Professor Paul Pavlou in a forthcoming study challenges the prevalent assumption that trust and risk are always influential on transaction decisions, and that there is always a need to build trust and reduce risk irrespective of context. The study specifies the boundaries of trust and risk on transaction activity in the context of the two largest online marketplaces, Amazon and eBay.
The study shows that the effects of trust and risk are actually only important in a rather narrow window where the institutional structures are moderately effective, while the effects of trust and risk are insignificant for both very effective or very ineffective institutional structures.

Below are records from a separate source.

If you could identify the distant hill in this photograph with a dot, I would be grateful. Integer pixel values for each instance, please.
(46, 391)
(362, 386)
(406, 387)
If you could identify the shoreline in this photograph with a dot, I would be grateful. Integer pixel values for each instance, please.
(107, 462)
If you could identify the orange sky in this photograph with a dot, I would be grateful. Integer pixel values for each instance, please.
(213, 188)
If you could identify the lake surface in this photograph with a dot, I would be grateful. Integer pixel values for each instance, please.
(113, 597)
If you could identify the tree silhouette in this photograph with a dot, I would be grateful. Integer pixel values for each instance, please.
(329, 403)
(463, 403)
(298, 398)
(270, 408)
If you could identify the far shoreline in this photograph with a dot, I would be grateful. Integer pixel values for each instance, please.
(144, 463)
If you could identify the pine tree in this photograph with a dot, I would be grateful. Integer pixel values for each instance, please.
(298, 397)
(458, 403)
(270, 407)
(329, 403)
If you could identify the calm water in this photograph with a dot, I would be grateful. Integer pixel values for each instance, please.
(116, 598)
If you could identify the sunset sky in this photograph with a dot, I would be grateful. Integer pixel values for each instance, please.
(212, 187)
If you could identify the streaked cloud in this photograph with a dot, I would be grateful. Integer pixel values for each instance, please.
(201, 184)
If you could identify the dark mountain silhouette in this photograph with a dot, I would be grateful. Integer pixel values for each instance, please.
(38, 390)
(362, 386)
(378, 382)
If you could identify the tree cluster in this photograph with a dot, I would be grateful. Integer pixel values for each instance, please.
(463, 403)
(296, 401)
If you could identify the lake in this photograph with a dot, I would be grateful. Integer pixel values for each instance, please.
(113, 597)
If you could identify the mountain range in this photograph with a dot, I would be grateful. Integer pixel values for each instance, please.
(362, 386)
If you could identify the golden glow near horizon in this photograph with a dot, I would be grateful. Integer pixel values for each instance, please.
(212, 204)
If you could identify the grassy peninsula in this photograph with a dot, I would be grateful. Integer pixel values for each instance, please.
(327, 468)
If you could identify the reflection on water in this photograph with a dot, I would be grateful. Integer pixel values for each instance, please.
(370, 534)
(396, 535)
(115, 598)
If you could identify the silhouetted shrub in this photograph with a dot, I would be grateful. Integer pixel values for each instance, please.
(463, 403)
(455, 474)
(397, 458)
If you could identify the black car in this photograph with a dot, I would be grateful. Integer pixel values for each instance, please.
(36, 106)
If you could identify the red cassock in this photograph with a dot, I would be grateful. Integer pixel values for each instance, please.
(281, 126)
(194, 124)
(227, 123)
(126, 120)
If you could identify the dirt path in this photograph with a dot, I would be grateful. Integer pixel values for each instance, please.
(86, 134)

This quadratic (“Inverted-U”) pattern suggests that the literature may have over-emphasized the role of trust and risk and ignored the role of the marketplace’s institutional context.
From a practical sense, by ignoring the trade-off in the design of institutional structures to optimize the effects of trust and risk, the results suggest that online marketplaces may have over-invested in institutional structures to build trust and reduce risk.
By specifying the boundaries of trust and risk, this study aims at sensitizing managers about the trade-offs in the design of institutional structures in online marketplaces.
The article (co-authored with David Gefen) titled “The Boundaries of Trust and Risk: The Quadratic Moderating Role of Institutional Structures” has been accepted for publication in Information Systems Research (ISR).